Reputation: 164
I have a query that produces the following:
Team | Member | Cancelled | Rate
-----------------------------------
1 John FALSE 150
1 Bill TRUE 10
2 Sarah FALSE 145
2 James FALSE 110
2 Ashley TRUE 0
What I need is to select the count of members for a team where cancelled is false and the sum of the rate regardless of cancelled status...something like this:
SELECT
Team,
COUNT(Member), --WHERE Cancelled = FALSE
SUM(Rate) --All Rows
FROM
[QUERY]
GROUP BY
Team
So the result would look like this:
Team | CountOfMember | SumOfRate
----------------------------------
1 1 160
2 2 255
This is just an example. The real query has multiple complex joins. I know I could do one query for the sum of the rate and then another for the count and then join the results of those two together, but is there a simpler way that would be less taxing and not cause me to copy and paste an already complex query?
Upvotes: 1
Views: 6987
Reputation: 1269623
You want a conditional sum, something like this:
sum(case when cancelled = 'false' then 1 else 0 end)
The reason for using sum()
. The sum()
is processing the records and adding a value, either 0
or 1
for every record. The value depends on the valued of cancelled
. When it is false, then the sum()
increments by 1
-- counting the number of such values.
You can do something similar with count()
, like this:
count(case when cancelled = 'false' then cancelled end)

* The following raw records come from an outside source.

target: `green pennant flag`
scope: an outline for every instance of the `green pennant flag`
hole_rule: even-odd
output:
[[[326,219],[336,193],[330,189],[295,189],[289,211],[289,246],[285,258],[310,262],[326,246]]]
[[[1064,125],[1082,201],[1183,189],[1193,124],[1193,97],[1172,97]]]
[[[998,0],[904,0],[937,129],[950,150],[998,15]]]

The trick here is that count()
counts the number of non-NULL values. The then
clause can be anything that is not NULL -- cancelled
, the constant 1
, or some other field. Without an else, any other value is turned into NULL
and not counted.
I have always preferred the sum()
version over the count()
version, because I think it is more explicit. In other dialects of SQL, you can sometimes shorten it to:
sum(cancelled = 'false')
which, once you get used to it, makes a lot of sense.